Não está em causa a opinião de alguns pais, nem um detalhe das políticas públicas, mas a base para que crianças e jovens possam tomar decisões informadas, seguras e respeitosas nas suas vidas. A verdadeira ameaça não são os conteúdos que a escola ousa ensinar, mas o vazio que deixa para que outras vozes - nem sempre confiáveis - preencham. 

Quando a escola se cala sobre temas como sexualidade, prazer e afetos dá espaço para versões tóxicas, dominadoras e perigosas nas relações. É um convite para que se multiplique o desconhecimento, o medo e o preconceito. 

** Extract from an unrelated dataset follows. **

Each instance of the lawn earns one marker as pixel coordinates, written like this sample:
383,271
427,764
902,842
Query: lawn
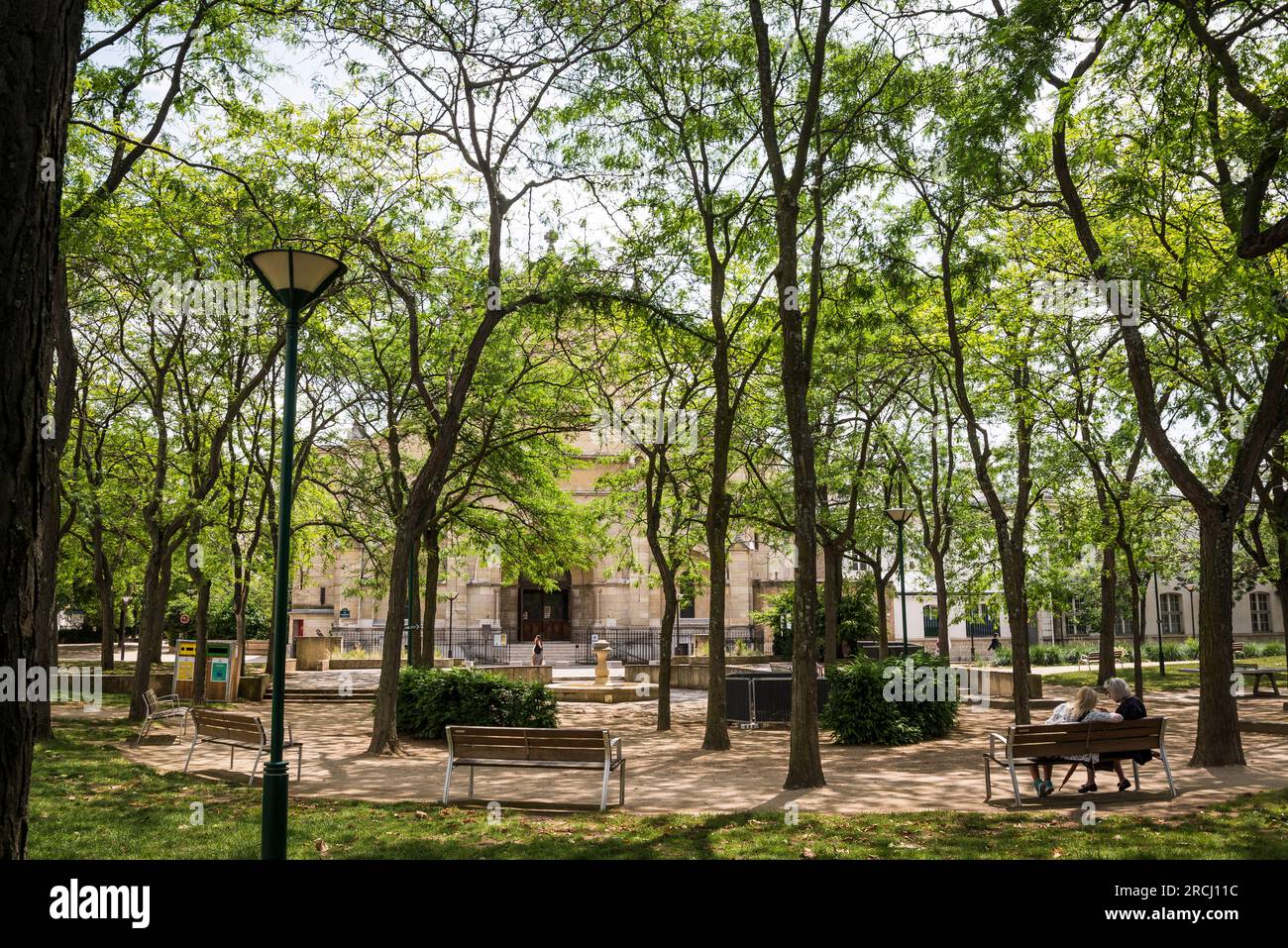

O que incomoda é o princípio que sustenta a educação sexual: crianças e jovens informados questionam e exigem respeito. E isso assusta numa sociedade onde tudo é mercado e somos peças de uma engrenagem feita para engolir, digerir e devolver seres submissos, explorados.

O silêncio alimenta a ignorância e a violência

Mais do que nunca, é urgente que as crianças e jovens discutam sentimentos e relações. Discutam consentimento, o abuso da imagem ou a hipersexualização dos corpos e das relações. Não se trata apenas de biologia. Ignorar a educação sexual é um convite à manutenção do ciclo da violência, porque as crianças e jovens que não aprendem a identificar abuso, humilhação, manipulação ou agressão — físicas, emocionais ou virtuais —, a linha entre aceitável e violência torna-se turva.

Em pleno século XXI, este tema continua a ser encarado como se instigasse a promiscuidade. Esse mito é dos mais perigosos: falar sobre sexualidade não incentiva a atividade sexual, mas prepara para escolhas seguras e responsáveis. 

Jovens sem ferramentas para compreender e defender a própria sexualidade tornam-se alvos fáceis de estratégias comerciais e reféns de um sistema económico que transforma pessoas em objetos de consumo. Ficam vulneráveis à influência das redes sociais, da publicidade e tornam-se presas fáceis numa internet dominada por conteúdos distorcidos, violentos e perigosos.

A educação sexual não é uma ideologia ou instrumento de subversão. É saúde, cidadania e proteção. É uma ferramenta contra infeções sexualmente transmissíveis (IST), gravidezes precoces; contra padrões distorcidos, a objetificação e a exploração.

Mais Educação Sexual: menos medo, menos abusos, mais futuro

Não basta dizer que a educação sexual está presente em vários domínios, disciplinas ou políticas se, na prática, está sob o “manto da invisibilidade”, tratada com com medo e preconceito. É urgente romper este silêncio e enfrentar “Aquela-Que-Não-Pode-Ser-Ensinada-nas-escolas” com coragem e determinação.

É preciso uma abordagem integrada da educação sexual - biologia, afetos e relações -, retirando espaço a novas formas de violência, domínio, exploração - como a pornografia, a partilha de conteúdos íntimos - e que estes não sejam os referenciais de comportamentos para os jovens.

A educação sexual não substitui o papel da família, nem as consultas médicas, mas é insubstituível para o desenvolvimento pleno e informado das crianças e jovens, alterando mentalidades e comportamentos. Contribui para escolhas conscientes e responsáveis, para conhecer o corpo humano e o seu desenvolvimento; para expressar sentimentos e necessidades para uma vida feliz; e para garantir o acesso a informações adequadas (incluindo conhecimentos sobre métodos contracetivos e de prevenção de IST).

A verdadeira coragem está em falar sobre o que incomoda. Em garantir que os jovens tenham uma educação completa, baseada em ciência, respeito e direitos humanos. Defender a educação sexual nas escolas é defender a dignidade, a saúde e o futuro de todos nós. É um contributo para a formação de crianças e jovens que saibam proteger-se, respeitem o próximo e exijam uma vida feliz.